Pinter’s “Old Times” teases and fascinates with memory and fantasy

 

“Old Times”
Written by Harold Pinter.
Directed by Douglas Hodge .
Roundabout Theatre Company at American Airlines Theatre,
227 West 42nd Street, New York City.
212.719.1300, http://www.roundabouttheatre.org/Shows-Events/Old-Times.aspx
Opened: Oct 6, 2015; closes Nov 29, 2015.
Reviewed by Lucy Komisar Oct 10, 2015.

Pinter is a wonderful trickster, playing games with the audience as they watch characters on the stage playing games with each other. This one, first staged in 1971, is about memory, or imagining, or both.

Clive Owen as Deeley, Kelly Reilly as Kate, Eve Best as Anna. Photo by Joan Marcus.

 

And the actors — Clive Owen, Eve Best and Kelly Reilly — pull it off and pull the audience in subtly, as if they were hardly trying. Credit director Douglas Hodge for getting the mystery right.

Deeley (Owen) and Kate (Reilly) are a married couple living in the country, a ways from London. Anna (Best) arrives for a visit. But the start is curious. Anna is wearing an elegant cocktail dress with a halter top and open back, very high heels, not what you’d wear to dinner at the country house of middle class friends.

Anna is strong, sensual. Katy is reticent, timid. Deeley is mild but not unassertive.

As the conversation goes on, they are looking back to memory, but they remember different things. Kate knew Anna. But did Deeley? And what’s the point of Kate telling Deeley that Anna, her roommate, wore her underwear? What was the relationship between Kate and Anna?

Kelly Reilly as Kate, Eve Best as Anna, Clive Owen as Deeley. Photo by Joan Marcus.

 

Bit by bit pieces of the memory puzzle fit together. As Pinter often does, the facts move between the present and the past.

The women recall their girlish memories as secretaries sitting in cafes with writers, artists, and actors.

Kate offers Anna a coffee. Odd, I thought, for an evening cocktail hour drink. When Deeley asks, “Do you drink brandy?” Anna quickly assents.

Music pulsates, and a circular eye on the backdrop turns. Light flashes over long purple couches that are sometimes beds.

Eve Best as Anna, Clive Owen as Deeley. Photo by Joan Marcus.

 

Anna says that she now lives in a villa in Sicily. The conversation appears to reprise the past. She and Deeley do a medley of tunes from the American songbook. Their language is lines from songs. Anna: “I get no kick from champagne.” Is that underlining fantasy? They talk about Kate as if she weren’t there.

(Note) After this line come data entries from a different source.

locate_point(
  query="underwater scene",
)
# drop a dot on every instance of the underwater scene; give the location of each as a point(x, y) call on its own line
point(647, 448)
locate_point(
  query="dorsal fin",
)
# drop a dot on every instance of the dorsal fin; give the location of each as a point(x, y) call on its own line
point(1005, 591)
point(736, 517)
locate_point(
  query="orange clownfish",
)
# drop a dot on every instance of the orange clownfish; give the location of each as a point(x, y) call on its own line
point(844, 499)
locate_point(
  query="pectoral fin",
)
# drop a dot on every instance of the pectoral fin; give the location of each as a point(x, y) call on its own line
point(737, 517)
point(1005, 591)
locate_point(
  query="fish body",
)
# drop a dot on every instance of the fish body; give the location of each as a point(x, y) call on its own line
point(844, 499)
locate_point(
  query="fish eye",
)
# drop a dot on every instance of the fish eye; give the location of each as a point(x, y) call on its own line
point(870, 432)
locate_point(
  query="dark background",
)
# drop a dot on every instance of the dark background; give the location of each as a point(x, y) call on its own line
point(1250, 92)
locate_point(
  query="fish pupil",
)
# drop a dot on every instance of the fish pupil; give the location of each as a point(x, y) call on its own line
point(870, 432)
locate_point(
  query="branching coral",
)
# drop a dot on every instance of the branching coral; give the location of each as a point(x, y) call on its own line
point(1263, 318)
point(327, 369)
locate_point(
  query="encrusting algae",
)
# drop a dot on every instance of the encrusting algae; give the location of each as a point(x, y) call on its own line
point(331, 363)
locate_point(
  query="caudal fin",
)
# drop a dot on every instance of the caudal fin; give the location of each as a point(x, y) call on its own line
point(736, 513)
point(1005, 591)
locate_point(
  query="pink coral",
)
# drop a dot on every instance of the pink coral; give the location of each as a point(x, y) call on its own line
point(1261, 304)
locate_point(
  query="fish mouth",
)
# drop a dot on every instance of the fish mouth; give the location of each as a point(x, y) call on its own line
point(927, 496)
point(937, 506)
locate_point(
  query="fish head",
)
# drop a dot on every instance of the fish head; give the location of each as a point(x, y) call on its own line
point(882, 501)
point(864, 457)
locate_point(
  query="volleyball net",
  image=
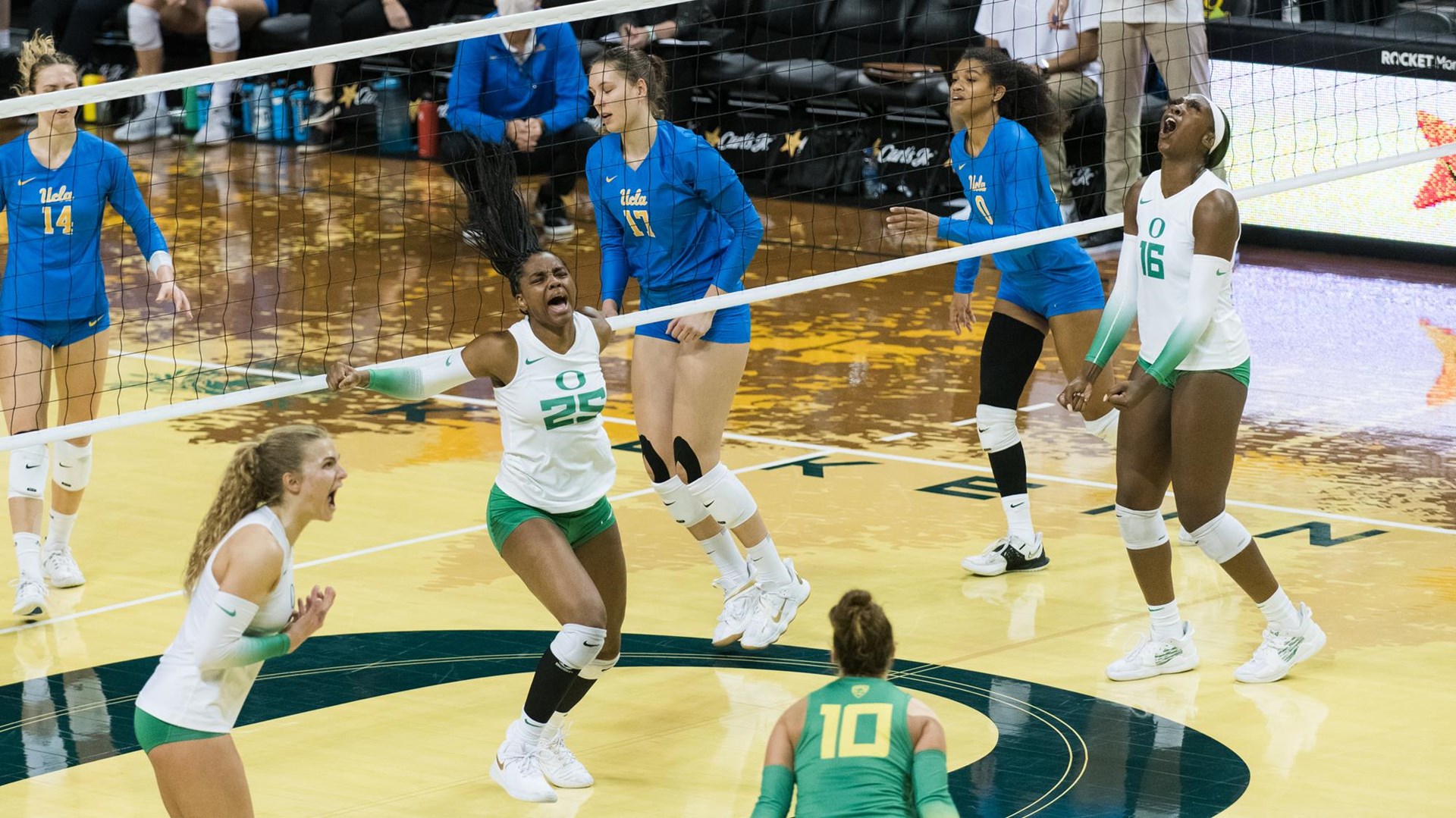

We learn that Deely and Kate met at a cinema 20 years ago. Kate was interested in the arts. Deely remarks that his job takes him traveling. He says, “I probably caught a glimpse of that villa.” Anna’s villa.

Kate leaves them to take a bath. That is odd if there is company. Is there really company?

Kelly Reilly as Kate, Clive Owen as Deeley. Photo by Joan Marcus.

 

Deely remembers picking up a young woman in a bar and taking her to a party where he sat looking up her skirt. At underwear. Hmm, is that Kate’s underwear. What does that mean? Kate remembers a man sobbing in her room, bent over her bed. “Then he left, as if I were dead.” Deely tells Kate that he and Anna met before.

Then surprise, Kate tells Anna, “I remember you lying dead. You didn’t know I was watching you. I leaned over you. Your face was dirty. You lay dead, your face scrawled with dirt, all kinds of earnest inscriptions, but unblotted, so that they had run, all over your face, down to your throat. Your sheets were immaculate. I was glad. I would have been unhappy if your corpse had lain in an unwholesome sheet.” True? Fantasy?

Clive Owen as Deeley, Eve Best as Anna, Kelly Reilly as Kate. Photo by Joan Marcus.

 

I found it all engrossing, fascinating, and perfectly acted by the three. Best as Anna is strong and erotic, Reilly as Katy is childlike, diffident. Owen as Deeley seems quite normal, but you wonder if he has been bested by the women.

So is this a memory of life, past, death, is Anna really there? And what was the relation between/among any of the three? Well, it’s Pinter, so you’ll never be sure.